Question

The product of three terms of a gp is 512. If 8 is added to the first term and 6 to the second term, find the new terms forms of an ap

Answer 1

Answer:

(x + 8) + (x + 6) + x = 512

3x + 14 - 14 =512 - 14

3x = 498

x = 498/3 = 166

Therefor (166 + 8) + (166 + 6) + 166 = 512

174 + 172 + 166 = 512

Step-by-step explanation:

Answer 2

Let the 3 number in the geometric sequence be a/r, a and ar.

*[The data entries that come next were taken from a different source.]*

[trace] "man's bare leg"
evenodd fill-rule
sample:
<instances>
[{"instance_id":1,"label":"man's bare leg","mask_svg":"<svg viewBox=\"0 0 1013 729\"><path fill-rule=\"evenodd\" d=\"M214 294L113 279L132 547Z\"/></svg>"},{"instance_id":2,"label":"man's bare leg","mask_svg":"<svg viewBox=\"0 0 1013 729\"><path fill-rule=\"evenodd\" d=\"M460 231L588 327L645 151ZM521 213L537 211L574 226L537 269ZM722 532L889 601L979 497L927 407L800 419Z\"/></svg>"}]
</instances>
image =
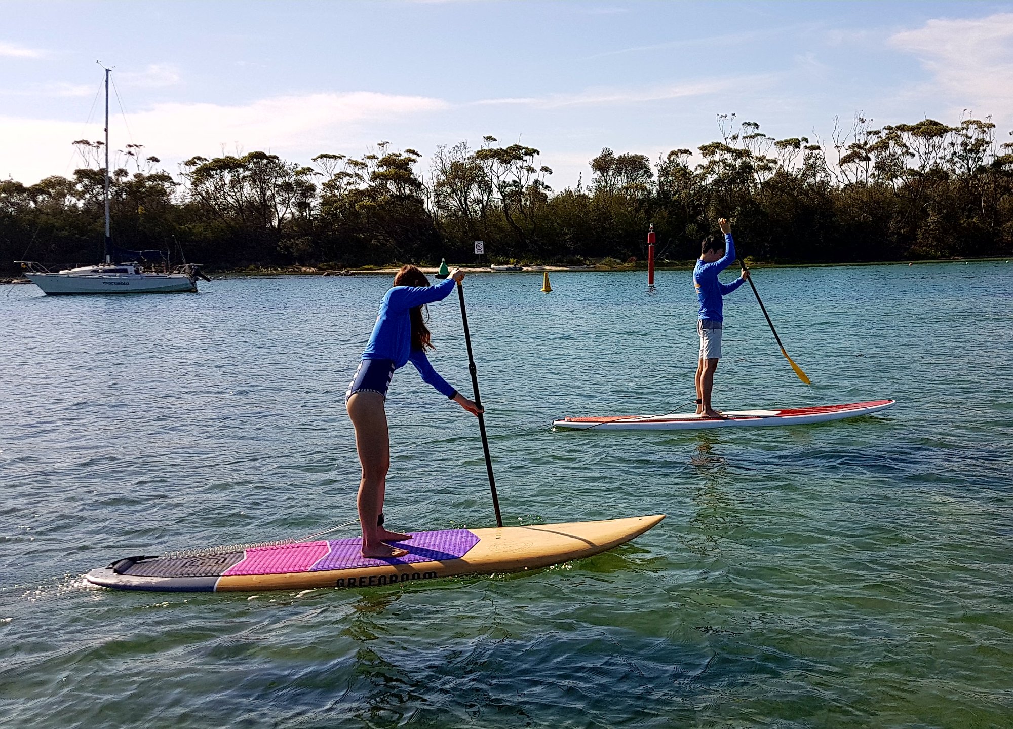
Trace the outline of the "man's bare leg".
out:
<instances>
[{"instance_id":1,"label":"man's bare leg","mask_svg":"<svg viewBox=\"0 0 1013 729\"><path fill-rule=\"evenodd\" d=\"M703 415L703 359L697 360L697 375L696 375L696 386L697 386L697 415Z\"/></svg>"},{"instance_id":2,"label":"man's bare leg","mask_svg":"<svg viewBox=\"0 0 1013 729\"><path fill-rule=\"evenodd\" d=\"M707 359L703 361L703 375L701 377L701 389L703 390L703 414L707 417L724 417L721 413L711 407L710 395L714 390L714 373L717 371L718 359Z\"/></svg>"}]
</instances>

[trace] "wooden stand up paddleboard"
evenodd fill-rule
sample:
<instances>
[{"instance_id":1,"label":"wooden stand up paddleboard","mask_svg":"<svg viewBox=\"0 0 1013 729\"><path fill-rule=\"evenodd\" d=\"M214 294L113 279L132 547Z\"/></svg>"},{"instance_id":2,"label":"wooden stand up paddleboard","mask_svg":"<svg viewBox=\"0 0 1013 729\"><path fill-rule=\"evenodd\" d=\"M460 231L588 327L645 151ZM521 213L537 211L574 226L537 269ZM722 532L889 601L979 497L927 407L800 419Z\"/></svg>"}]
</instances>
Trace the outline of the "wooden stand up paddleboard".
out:
<instances>
[{"instance_id":1,"label":"wooden stand up paddleboard","mask_svg":"<svg viewBox=\"0 0 1013 729\"><path fill-rule=\"evenodd\" d=\"M803 425L869 415L894 405L895 400L869 400L848 405L819 405L784 410L736 410L724 413L723 418L709 418L695 413L567 417L554 420L552 426L569 430L699 430L714 427Z\"/></svg>"},{"instance_id":2,"label":"wooden stand up paddleboard","mask_svg":"<svg viewBox=\"0 0 1013 729\"><path fill-rule=\"evenodd\" d=\"M516 572L596 555L638 537L665 514L605 521L418 532L397 559L362 556L360 538L127 557L85 575L118 589L166 592L373 587L452 575Z\"/></svg>"}]
</instances>

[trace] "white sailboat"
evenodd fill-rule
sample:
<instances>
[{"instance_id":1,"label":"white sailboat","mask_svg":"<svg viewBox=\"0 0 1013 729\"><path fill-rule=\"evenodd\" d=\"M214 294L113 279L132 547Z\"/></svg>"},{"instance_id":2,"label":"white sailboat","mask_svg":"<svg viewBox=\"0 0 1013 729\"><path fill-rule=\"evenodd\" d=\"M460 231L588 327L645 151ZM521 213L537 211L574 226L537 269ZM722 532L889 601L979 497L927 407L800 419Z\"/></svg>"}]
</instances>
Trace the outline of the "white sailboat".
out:
<instances>
[{"instance_id":1,"label":"white sailboat","mask_svg":"<svg viewBox=\"0 0 1013 729\"><path fill-rule=\"evenodd\" d=\"M20 263L24 275L49 295L58 294L172 294L197 292L197 279L211 280L198 263L168 270L145 270L143 263L168 261L168 251L131 251L112 244L109 235L109 73L105 71L105 262L51 271L37 261ZM129 261L129 262L128 262ZM167 267L167 266L166 266Z\"/></svg>"}]
</instances>

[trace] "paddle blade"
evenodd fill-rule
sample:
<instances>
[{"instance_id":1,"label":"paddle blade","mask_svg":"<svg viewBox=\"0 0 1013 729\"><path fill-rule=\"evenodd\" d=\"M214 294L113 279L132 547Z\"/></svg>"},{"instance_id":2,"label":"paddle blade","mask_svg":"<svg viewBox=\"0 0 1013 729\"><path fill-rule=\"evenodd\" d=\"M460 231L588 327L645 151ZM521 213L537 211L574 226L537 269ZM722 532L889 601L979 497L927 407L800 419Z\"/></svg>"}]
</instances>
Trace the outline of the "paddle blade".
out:
<instances>
[{"instance_id":1,"label":"paddle blade","mask_svg":"<svg viewBox=\"0 0 1013 729\"><path fill-rule=\"evenodd\" d=\"M784 358L788 360L789 364L791 364L791 369L795 371L795 375L798 376L798 379L801 380L806 385L811 385L812 383L809 382L808 377L805 376L805 373L802 372L802 369L797 364L795 364L795 360L792 359L790 356L788 356L788 352L784 351L784 347L781 347L781 353L784 354Z\"/></svg>"}]
</instances>

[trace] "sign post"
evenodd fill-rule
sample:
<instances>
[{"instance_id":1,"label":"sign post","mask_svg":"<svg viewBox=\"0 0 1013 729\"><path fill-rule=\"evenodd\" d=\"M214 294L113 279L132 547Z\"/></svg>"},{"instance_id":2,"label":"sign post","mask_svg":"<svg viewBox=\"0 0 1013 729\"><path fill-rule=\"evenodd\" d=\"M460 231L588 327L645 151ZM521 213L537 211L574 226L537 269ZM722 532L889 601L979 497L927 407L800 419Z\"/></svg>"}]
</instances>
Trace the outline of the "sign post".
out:
<instances>
[{"instance_id":1,"label":"sign post","mask_svg":"<svg viewBox=\"0 0 1013 729\"><path fill-rule=\"evenodd\" d=\"M654 290L654 224L647 231L647 290Z\"/></svg>"}]
</instances>

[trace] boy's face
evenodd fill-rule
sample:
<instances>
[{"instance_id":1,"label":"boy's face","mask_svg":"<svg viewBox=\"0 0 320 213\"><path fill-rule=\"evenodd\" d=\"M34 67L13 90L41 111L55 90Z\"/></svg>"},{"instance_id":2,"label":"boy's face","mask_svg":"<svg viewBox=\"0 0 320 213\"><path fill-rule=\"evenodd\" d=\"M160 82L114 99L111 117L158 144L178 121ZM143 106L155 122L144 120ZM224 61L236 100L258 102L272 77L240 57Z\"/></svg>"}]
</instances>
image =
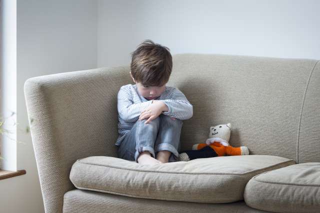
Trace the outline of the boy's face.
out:
<instances>
[{"instance_id":1,"label":"boy's face","mask_svg":"<svg viewBox=\"0 0 320 213\"><path fill-rule=\"evenodd\" d=\"M131 73L130 73L131 74ZM150 100L155 99L160 96L166 89L166 84L161 86L152 86L146 85L142 85L136 82L131 76L134 82L136 84L136 88L139 94L144 96L146 100Z\"/></svg>"}]
</instances>

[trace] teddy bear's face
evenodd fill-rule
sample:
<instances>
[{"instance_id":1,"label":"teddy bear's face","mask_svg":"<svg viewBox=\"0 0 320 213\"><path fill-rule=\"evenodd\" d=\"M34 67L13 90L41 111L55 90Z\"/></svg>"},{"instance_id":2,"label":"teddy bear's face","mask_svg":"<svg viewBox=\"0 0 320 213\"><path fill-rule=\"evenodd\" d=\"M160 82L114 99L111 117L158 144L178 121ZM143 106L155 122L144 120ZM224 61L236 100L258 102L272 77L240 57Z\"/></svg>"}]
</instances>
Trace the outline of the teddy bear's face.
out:
<instances>
[{"instance_id":1,"label":"teddy bear's face","mask_svg":"<svg viewBox=\"0 0 320 213\"><path fill-rule=\"evenodd\" d=\"M231 133L231 124L221 124L210 127L209 138L220 138L228 141Z\"/></svg>"}]
</instances>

The product of the three numbers is a^3 = 512, So a = 8.

Now (a/r) +8, a+6, ar form an AP.

So we have: ar - (a+6) = a+6 - (a/r)-8, or

ar^2-ar-6r = ar+6r-a-8r, or

8r^2–8r-6r = 8r+6r-8–8r, or

8r^2–14r-6r +8 = 0

8r^2–20r+8 = 0, or

2r^2–5r +2= 0, or

(2r-1)(r-2) = 0

Hence r =2 or 1/2.

So the three terms of the GP are 4, 8 and 16 or 16, 8 and 4.

Check: 4+8, 8+6, 16 = 12, 14 16, all in AP.